English Lesson: I bought these here earlier today, but when I got them home I discovered that one of them seems to have a hole in it.

Earlier today you bought a pair of gloves, but one of them had a hole in it. Now you've returned to the store where you bought the gloves. This is how you explain your situation to a cashier on duty.

I bought these here earlier today, but when I got them home I discovered that one of them seems to have a hole in it.

earlier today

The meaning of "earlier today" is obvious, but you can use this phrase to mean sometime 2-3 hours before now, and within the same day.

get (something) home

When you buy something new, you take it back home with you. To describe this action, use the phrase "get it home":

I can't wait to get it home and try it out!

This phrase is only used for new things that you buy, get as a gift, or are given at work.

(someone) discovered that (clause)

Use the phrase "I discovered that..." to talk about learning something by noticing new details.

This is different from "realizing" something, which also means to start to think something. But "realizing" things takes more mental work than "discovering" things:

As I was riding the train home, I realized that I'd left my keys in the closet at work.

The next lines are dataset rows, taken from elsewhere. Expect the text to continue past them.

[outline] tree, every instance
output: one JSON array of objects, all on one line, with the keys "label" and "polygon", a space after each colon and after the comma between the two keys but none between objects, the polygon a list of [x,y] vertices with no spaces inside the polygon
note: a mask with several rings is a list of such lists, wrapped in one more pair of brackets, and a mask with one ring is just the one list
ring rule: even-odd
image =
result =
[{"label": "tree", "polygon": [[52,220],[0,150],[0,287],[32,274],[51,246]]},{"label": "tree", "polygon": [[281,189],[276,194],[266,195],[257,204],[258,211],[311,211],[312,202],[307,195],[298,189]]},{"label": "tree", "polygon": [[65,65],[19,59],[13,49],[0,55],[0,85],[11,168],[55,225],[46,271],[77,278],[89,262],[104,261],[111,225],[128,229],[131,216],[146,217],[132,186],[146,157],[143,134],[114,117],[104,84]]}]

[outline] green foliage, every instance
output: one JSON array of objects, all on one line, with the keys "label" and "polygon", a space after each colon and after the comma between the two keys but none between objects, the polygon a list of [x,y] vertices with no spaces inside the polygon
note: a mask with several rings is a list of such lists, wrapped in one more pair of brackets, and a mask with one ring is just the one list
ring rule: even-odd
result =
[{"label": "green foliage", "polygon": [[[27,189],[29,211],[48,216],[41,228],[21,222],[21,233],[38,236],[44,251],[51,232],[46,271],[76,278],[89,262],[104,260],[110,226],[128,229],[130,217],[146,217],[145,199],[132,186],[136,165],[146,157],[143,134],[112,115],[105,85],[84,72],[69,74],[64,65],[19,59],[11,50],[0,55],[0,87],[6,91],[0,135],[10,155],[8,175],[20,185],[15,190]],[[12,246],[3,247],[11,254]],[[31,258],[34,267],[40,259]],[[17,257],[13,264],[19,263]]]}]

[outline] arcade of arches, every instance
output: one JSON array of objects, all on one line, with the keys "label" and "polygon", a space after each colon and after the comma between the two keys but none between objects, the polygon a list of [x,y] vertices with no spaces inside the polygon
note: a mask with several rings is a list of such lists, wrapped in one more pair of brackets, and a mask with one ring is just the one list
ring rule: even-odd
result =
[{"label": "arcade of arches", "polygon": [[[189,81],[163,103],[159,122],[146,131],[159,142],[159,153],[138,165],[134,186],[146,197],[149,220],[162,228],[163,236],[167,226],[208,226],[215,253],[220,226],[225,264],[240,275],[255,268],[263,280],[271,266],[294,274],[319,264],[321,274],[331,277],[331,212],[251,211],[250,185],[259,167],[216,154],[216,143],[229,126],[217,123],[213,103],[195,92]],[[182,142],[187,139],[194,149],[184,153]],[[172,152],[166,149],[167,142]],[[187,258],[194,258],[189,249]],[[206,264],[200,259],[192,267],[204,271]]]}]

You could also use the word "noticed":

I bought these here earlier today, but when I got them home I noticed that one of them seems to have a hole in it.

(something) seems to (do, have, or be something)

You can say that something "seems to be ___" when you notice something but you're not completely sure that you have identified it correctly. For example, if you're video chatting and it takes her a few extra seconds to answer your questions, you can say:

There seems to be a bit of a lag.

You can also use "seems to..." to to politely point out a problem.

For example, imagine that you're paying for a shirt that you buy at a department store, and you give the cashier some cash. But after he counts it, he says to you:

You seem to be a bit short.

That means "You don't have enough money." But the cashier just says "You seem to be..." to be polite. "Seems to..." is a way to act like you might be wrong about what you've seen or heard, even if you're actually sure that you're correct.